Senza contare che gli ortodossi bizantini hanno contraccambiato con uno spettacolare riavvicinamento al Vaticano: durante la successiva visita del Papa alla cattedrale di santa Sofia (chiesa e moschea in passato), il fermo-immagine del momento restituiva un Benedetto XVI certo di sé e immobile sopra un drappo vaticano largo
almeno il doppio di quello aperto dal subalterno metropolita locale. Può sembrare una banalità ma i centimetri contano anche agli occhi dell’assoluto.
L’operazione è paragonabile alla lontana con le glorie terrene di Giulio II (XVXVI secolo), il Papa che vinse militarmente la Repubblica veneziana e posò il primo blocco di marmo per la basilica di San Pietro.
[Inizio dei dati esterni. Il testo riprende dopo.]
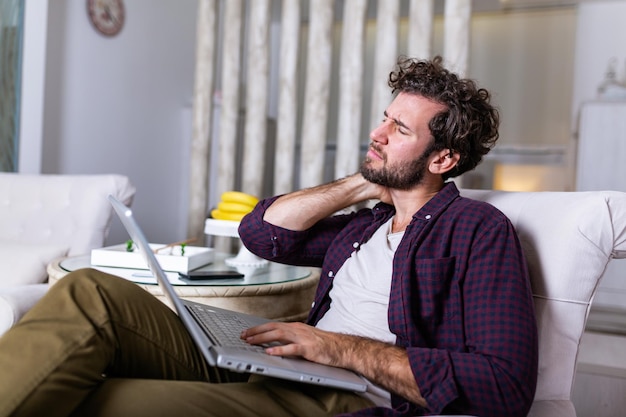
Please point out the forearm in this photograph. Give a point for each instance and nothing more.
(383, 364)
(301, 209)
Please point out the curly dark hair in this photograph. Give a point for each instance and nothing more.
(468, 126)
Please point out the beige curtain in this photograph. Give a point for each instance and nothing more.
(310, 41)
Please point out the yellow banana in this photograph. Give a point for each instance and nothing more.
(239, 197)
(234, 207)
(227, 215)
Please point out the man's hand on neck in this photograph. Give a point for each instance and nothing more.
(301, 209)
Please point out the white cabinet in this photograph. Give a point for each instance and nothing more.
(601, 165)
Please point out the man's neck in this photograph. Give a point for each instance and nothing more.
(409, 202)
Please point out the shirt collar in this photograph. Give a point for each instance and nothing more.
(432, 208)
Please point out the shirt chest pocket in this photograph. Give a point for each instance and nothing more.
(437, 290)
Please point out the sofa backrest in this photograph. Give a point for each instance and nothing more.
(568, 239)
(68, 210)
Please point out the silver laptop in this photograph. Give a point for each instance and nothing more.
(216, 331)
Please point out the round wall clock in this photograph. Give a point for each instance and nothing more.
(107, 16)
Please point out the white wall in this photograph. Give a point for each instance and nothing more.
(32, 88)
(601, 35)
(121, 105)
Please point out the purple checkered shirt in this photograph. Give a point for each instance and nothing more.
(460, 300)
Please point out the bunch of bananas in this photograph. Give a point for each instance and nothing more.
(234, 205)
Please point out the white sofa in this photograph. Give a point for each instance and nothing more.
(44, 217)
(568, 239)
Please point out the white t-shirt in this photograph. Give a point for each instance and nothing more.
(360, 296)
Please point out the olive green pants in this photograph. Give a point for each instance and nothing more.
(98, 345)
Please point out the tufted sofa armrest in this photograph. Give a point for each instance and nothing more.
(42, 218)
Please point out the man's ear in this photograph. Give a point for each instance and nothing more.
(443, 161)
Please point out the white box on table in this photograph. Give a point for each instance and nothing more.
(169, 258)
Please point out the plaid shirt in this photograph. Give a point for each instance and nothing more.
(460, 299)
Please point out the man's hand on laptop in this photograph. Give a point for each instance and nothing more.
(382, 363)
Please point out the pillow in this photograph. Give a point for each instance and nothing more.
(26, 263)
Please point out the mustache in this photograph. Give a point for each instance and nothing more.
(379, 151)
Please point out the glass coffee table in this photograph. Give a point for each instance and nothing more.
(276, 291)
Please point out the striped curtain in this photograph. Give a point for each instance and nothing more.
(284, 102)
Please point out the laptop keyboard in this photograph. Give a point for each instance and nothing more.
(225, 328)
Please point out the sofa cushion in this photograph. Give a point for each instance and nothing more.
(25, 263)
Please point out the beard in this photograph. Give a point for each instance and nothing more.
(400, 176)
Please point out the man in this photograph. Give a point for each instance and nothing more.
(426, 295)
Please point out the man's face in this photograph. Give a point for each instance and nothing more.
(398, 156)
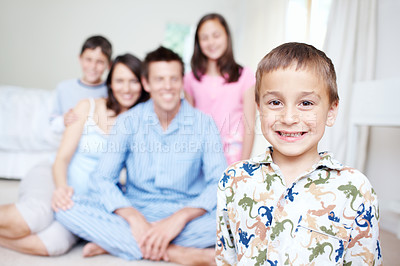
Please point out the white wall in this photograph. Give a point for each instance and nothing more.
(384, 145)
(41, 40)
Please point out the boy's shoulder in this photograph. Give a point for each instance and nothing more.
(340, 171)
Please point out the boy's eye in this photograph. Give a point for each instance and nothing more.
(274, 102)
(306, 103)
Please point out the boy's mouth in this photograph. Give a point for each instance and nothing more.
(291, 134)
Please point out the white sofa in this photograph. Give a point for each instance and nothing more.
(25, 135)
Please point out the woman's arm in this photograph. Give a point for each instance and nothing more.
(249, 113)
(69, 143)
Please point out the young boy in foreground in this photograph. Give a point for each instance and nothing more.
(293, 205)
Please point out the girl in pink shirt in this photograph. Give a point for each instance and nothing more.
(222, 88)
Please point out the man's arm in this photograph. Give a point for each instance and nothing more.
(214, 164)
(156, 241)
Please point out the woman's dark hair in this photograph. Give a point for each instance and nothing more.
(135, 65)
(229, 69)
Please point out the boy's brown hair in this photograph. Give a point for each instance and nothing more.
(302, 56)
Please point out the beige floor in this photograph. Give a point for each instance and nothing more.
(8, 194)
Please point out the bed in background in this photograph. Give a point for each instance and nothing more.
(25, 135)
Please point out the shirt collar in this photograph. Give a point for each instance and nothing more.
(179, 119)
(326, 161)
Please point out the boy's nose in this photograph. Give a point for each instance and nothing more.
(290, 117)
(167, 85)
Sempre in quel discorso di Ratisbona, poi, Ratzinger ha esposto il cuore del proprio magistero: l’alleanza solidale tra il Logos ellenico – quello degli “idolatri”, come li chiama lui – e la fede galilea. E’ una formidabile combinazione che sottrae il dogma religioso alla privatezza individuale e lo pianta nel discorso pubblico della ragione.

In questo illuminismo metafisico coabitano il rigore del neoplatonismo cristianizzato e la decisione di giocare senza più veli: la riserva aurea della chiesa neorinascimentale che si propone sulla piazza dei laici trova il proprio deposito nella potenza solare del Logos tratto dalla speculazione della tarda antichità (per lo meno).
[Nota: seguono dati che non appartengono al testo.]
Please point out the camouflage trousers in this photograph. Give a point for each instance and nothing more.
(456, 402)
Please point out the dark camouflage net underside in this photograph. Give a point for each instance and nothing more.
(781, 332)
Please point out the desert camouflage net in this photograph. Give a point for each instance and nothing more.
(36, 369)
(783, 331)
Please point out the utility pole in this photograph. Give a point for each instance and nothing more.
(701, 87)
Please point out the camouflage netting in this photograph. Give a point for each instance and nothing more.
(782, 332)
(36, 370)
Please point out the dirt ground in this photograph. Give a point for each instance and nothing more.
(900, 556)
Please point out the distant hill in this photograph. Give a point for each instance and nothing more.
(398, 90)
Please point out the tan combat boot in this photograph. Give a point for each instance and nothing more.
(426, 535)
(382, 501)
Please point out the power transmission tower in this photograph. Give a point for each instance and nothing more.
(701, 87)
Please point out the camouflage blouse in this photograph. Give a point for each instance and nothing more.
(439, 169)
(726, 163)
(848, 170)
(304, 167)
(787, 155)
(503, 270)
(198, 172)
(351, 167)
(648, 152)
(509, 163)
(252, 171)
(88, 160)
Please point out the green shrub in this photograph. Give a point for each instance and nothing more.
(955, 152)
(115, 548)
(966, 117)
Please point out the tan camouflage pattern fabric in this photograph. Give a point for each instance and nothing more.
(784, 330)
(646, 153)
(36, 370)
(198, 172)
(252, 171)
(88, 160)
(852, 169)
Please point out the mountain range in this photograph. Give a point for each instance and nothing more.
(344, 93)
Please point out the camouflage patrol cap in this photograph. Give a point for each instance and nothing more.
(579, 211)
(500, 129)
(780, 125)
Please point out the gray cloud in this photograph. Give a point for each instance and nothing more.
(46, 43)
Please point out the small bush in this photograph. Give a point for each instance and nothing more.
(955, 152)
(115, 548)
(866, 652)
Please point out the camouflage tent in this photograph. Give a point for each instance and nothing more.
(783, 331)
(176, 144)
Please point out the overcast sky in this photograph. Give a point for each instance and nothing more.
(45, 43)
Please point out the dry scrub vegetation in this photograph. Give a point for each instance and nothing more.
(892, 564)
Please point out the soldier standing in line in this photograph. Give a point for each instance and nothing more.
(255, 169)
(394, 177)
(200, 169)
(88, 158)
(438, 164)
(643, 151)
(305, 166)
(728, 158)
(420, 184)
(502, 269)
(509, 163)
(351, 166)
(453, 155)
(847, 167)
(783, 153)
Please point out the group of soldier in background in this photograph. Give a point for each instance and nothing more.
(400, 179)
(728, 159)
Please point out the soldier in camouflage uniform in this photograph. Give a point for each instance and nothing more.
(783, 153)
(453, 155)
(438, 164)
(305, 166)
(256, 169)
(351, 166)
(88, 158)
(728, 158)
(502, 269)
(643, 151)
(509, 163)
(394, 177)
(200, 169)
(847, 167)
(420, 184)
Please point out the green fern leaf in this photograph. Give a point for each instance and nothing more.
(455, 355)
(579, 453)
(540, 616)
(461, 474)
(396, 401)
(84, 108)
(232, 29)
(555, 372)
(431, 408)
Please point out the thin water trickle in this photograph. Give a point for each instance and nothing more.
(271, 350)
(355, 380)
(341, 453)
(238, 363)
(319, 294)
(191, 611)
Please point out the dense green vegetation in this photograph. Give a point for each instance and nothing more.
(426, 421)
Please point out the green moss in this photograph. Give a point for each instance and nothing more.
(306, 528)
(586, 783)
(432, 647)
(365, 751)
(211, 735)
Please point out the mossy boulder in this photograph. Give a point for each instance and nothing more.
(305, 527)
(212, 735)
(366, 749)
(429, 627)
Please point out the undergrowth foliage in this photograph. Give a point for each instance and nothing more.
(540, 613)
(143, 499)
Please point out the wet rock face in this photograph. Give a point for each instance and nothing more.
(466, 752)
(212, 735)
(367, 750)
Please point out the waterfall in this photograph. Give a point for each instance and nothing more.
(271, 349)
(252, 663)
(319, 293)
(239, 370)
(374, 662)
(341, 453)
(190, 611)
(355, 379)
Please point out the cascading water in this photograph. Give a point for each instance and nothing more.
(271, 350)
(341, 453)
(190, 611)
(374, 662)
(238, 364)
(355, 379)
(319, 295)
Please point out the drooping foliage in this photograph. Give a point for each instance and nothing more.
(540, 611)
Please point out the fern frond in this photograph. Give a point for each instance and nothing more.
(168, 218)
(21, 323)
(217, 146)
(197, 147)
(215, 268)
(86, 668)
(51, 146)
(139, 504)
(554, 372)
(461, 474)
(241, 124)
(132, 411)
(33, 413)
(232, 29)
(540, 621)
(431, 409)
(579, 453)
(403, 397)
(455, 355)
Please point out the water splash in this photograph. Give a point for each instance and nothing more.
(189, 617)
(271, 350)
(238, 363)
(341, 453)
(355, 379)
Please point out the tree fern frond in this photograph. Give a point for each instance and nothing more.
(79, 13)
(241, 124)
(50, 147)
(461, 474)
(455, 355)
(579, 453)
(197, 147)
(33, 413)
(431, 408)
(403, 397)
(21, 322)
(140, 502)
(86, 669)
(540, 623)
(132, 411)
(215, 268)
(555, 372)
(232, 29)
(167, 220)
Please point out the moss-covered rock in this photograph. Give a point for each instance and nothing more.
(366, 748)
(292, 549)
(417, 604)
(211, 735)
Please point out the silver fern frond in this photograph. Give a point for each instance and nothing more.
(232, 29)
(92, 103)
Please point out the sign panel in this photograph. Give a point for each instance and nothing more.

Fu questa l’arma principale con la quale Costantino (IV secolo), assimilando la figura del Cristo a quella di Helios, rese credibile la propria corte imperiale agli occhi di un paganesimo popolare che altrimenti non lo avrebbe capito né accolto.
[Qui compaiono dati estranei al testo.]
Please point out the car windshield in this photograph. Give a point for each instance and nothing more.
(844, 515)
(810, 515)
Ed è questa la novità di Benedetto XVI, principe di un pontificato dalle pretese solari, idealmente contemporaneo a quei papi che nel tardorinascimento disseppellirono gli obelischi egizi che avevano fatto da contrafforte alla Roma politeista, per ricollocarli (esorcizzati e sormontati dalla croce) al centro dei propri fasti toponomastici.
Un esempio fra tanti, il così detto obelisco vaticano di piazza San Pietro: per gli egizi che l’avevano fabbricato a Heliopoli era un raggio di sole pietrificato; per il conquistatore Augusto era la prova d’un destino imperiale; per Sisto V, che “havendo rimosso questo obelisco dal suo primo luogo e tolto, con immensa fatica, ad
Augusto e Tiberio Cesari, lo consacrò alla santissima croce l’anno 1586” (così negli “Avvisi di Roma” del giorno dopo), fu lo sfoggio trionfale d’un desiderio di rottura rispetto alla “idolatria” e di apparente continuità con la narrazione solare.

La mondanità della scelta di Ravasi

Con tutta la cautela del mondo, l’azzardo è possibile. L’ellenizzante Benedetto XVI che segna il ritorno in Europa della religione cattolica come figura della battaglia ideale e politica (c’entra molto l’aggressività islamica). Il teologo Ratzinger dai princìpi non negoziabili che si sente pronto a delimitare nuovi confini ecclesiali (da quanto tempo non si parlava più di scomunica?). Il Papa che sembra uscito da una tela di scuola settecentesca quando lascia che il proprio gatto gli passeggi sul pianoforte. Lo stratega della presenza pubblica che affida al mondano monsignor Gianfranco Ravasi il compito di amministrare la cultura e l’archeologia vaticane (come dire il fusto e le radici).
L’uomo che accarezza la fede come il vestibolo d’un esame affidato alla potenza dell’intelletto. Sono le numerose sfumature di un essere unico che cerca di opporsi al secolarismo e al sole divorante (ma consanguineo) del deserto musulmano e lo fa, per vocazione e per necessità, aggrappato al senso di una verticalità antichissima e abbagliante.
Per certi versi il neorinascimentale Ratzinger è anche il segnacolo di una debolezza messa a nudo – il cristianesimo in armi non basta a se stesso – ma non per questo meno squillante e temibile.